1. Name Of The Medicinal Product
Serc®-16/Betahistine Tablets 16 mg
2. Qualitative And Quantitative Composition
Each tablet contains 16 mg betahistine dihydrochloride.
3. Pharmaceutical Form
Tablet:
Round, biconvex, scored, white to almost white tablets imprinted '267' on one face and '
4. Clinical Particulars
4.1 Therapeutic Indications
Vertigo, tinnitus and hearing loss associated with Ménière's syndrome.
4.2 Posology And Method Of Administration
Adults (including the elderly): initially 16 mg three times daily taken preferably with meals. Maintenance doses are generally in the range 24-48 mg daily.
Children: no dosage recommendations are made for children.
4.3 Contraindications
Phaeochromocytoma. Hypersensitivity to the active substance or to any of the excipients.
4.4 Special Warnings And Precautions For Use
Caution is advised in the treatment of patients with a history of peptic ulcer. Clinical intolerance to Serc in bronchial asthma patients has been shown in a relatively few patients. These patients need to be carefully monitored during the therapy.
4.5 Interaction With Other Medicinal Products And Other Forms Of Interaction
No in-vivo interaction studies have been performed. Based on in-vitro data no in-vivo inhibition on Cytochrome P450 enzymes is expected.
Although an antagonism between Serc and antihistamines could be expected on a theoretical basis, no such interactions have been reported.
4.6 Pregnancy And Lactation
Pregnancy:
There are no adequate data from the use of betahistine in pregnant women.

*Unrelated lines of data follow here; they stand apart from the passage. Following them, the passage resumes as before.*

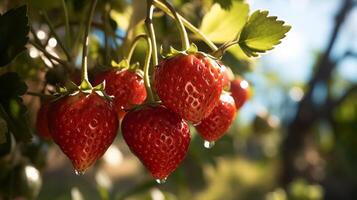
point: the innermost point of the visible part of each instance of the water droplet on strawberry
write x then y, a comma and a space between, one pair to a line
208, 144
161, 181
79, 173
196, 124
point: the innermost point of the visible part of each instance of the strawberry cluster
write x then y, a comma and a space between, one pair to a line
191, 90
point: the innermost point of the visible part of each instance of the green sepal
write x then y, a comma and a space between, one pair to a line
85, 86
100, 87
122, 64
134, 67
174, 52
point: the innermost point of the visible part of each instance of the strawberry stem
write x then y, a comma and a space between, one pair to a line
146, 68
222, 49
134, 44
183, 34
67, 28
191, 27
151, 31
85, 46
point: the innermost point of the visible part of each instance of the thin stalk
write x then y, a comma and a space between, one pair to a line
106, 36
146, 69
134, 44
67, 29
48, 55
183, 34
52, 29
86, 41
220, 51
38, 94
190, 26
151, 31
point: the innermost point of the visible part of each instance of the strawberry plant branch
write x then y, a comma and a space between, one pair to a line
134, 44
85, 82
50, 25
190, 26
67, 29
147, 66
183, 34
150, 28
222, 49
48, 55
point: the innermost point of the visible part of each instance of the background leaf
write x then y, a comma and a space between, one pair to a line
261, 33
219, 30
13, 30
12, 108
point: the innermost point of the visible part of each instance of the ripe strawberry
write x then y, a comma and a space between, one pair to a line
126, 86
189, 85
218, 122
84, 126
42, 121
240, 91
227, 77
158, 137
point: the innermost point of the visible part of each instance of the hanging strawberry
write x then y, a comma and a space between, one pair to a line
158, 137
218, 122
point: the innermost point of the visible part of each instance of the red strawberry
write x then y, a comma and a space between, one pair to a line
218, 122
126, 86
84, 126
240, 91
228, 76
158, 137
42, 121
189, 85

Animal studies are insufficient with respect to effects on pregnancy, embryonal/foetal development, parturition and postnatal development. The potential risk for humans is unknown. Betahistine should not be used during pregnancy unless clearly necessary.
Lactation:
It is not known whether betahistine is excreted in human milk. There are no animal studies on the excretion of betahistine in milk. The importance of the drug to the mother should be weighed against the benefits of nursing and the potential risks for the child.

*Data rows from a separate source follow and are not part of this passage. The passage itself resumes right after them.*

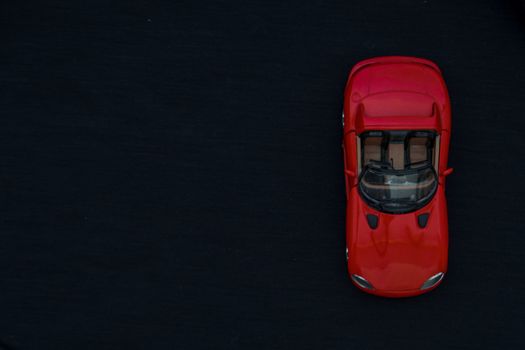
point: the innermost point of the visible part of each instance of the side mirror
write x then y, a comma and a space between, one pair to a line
350, 173
447, 172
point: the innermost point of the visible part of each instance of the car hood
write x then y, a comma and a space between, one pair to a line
398, 255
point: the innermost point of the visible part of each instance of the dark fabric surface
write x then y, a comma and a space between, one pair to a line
172, 178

4.7 Effects On Ability To Drive And Use Machines
Betahistine is regarded to have no or negligible effects on the ability to drive and use machines as no effects potentially influencing this ability were found to be related to betahistine in clinical studies.
4.8 Undesirable Effects
The following undesirable effects have been experienced with the below indicated frequencies in betahistine-treated patients in placebo-controlled clinical trials [very common (
Gastrointestinal disorders
Common: nausea and dyspepsia
In addition to those events reported during clinical trials, the following undesirable effects have been reported spontaneously during post-marketing use and in scientific literature. A frequency cannot be estimated from the available data and is therefore classified as “not known”.
Immune System disorders
Hypersensitivity reactions, e.g. anaphylaxis have been reported.

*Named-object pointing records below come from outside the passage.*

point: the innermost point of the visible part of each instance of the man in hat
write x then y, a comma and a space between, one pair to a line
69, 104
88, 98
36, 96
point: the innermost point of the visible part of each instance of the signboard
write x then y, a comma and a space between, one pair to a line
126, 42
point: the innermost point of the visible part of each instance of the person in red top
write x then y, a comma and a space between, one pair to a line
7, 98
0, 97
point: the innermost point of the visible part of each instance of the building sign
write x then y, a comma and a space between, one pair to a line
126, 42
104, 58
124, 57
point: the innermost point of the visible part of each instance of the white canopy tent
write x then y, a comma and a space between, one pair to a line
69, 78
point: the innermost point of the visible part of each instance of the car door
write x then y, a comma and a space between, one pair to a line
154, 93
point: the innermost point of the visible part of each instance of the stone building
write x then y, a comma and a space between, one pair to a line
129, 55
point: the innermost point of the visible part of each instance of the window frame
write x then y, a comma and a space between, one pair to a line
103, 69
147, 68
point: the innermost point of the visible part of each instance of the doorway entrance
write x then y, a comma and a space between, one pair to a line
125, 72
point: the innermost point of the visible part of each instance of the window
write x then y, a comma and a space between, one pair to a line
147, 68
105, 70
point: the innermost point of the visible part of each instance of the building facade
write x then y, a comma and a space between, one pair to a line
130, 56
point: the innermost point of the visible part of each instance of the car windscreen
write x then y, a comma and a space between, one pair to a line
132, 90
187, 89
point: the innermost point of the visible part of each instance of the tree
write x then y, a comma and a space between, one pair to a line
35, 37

Gastrointestinal disorders
Mild gastric complaints (e.g. vomiting, gastrointestinal pain, abdominal distension and bloating) have been observed. These can normally be dealt with by taking the dose during meals or by lowering the dose.
Nervous System disorders
Headache
Skin and subcutaneous tissue disorders
Cutaneous and subcutaneous hypersensitivity reactions have been reported, in particular angioneurotic oedema, urticaria, rash, and pruritus.
4.9 Overdose
A few overdose cases have been reported. Some patients experienced mild to moderate symptoms with doses up to 640 mg (e.g. nausea, somnolence, abdominal pain). More serious complications (e.g. convulsion, pulmonary or cardiac complications) were observed in cases of intentional overdose of betahistine especially in combination with other overdosed drugs. Treatment of overdose should include standard supportive measures.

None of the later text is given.